Une raison pouvant expliquer que la fréquence ne module pas l’effet d’amorçage  de répétition masqué comme elle module l’effet d’amorçage  de répétition non masqué, est que le “traitement” dévolu à l’amorce (brève et masquée) ne permettrait d’incorporer au sein de l’épisode, que des informations d’un niveau pré-lexical. Or, si les effets de fréquence des mots dépendent de processus intervenant au-delà d’un niveau pré-lexical (e.g., Besner & Smith, 1992 ; Borowsky & Besner, 1993), cela explique que l’amorçage  produit par une amorce masquée ne varie pas avec la fréquence du mot cible. Par conséquent, dans des conditions d’amorçage masqué, l’amorçage de répétition observé dans nos expériences pourrait résulter d’une activation à un niveau pré-lexical (i.e., orthographique ou phonologique dans le cas où l’on manipule des mots). De plus, cette hypothèse s’explique parfaitement dans le cadre du modèle de mémoire épisodique et multidimensionnelle  que nous soutenons.

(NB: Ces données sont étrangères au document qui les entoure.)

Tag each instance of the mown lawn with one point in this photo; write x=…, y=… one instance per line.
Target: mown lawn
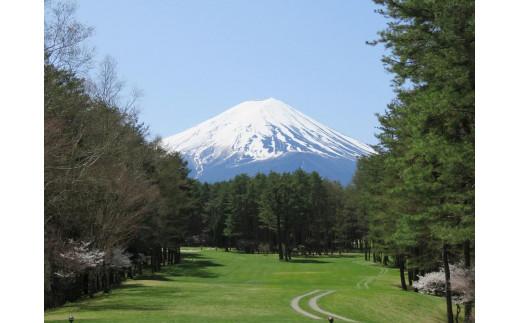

Si l’on concède que l’amorçage de répétition obtenu sur des mots avec des amorces masquées résulte d’une activation de traces préexistantes pré-lexicales en mémoire, la question qui se pose alors est la suivante : quelles conditions de traitement permettent d’observer des effets d’amorçage de répétition résultant d’une activation à un niveau lexical ? Cette question en soulève d’autres que nous évoquerons au Chapitre 4.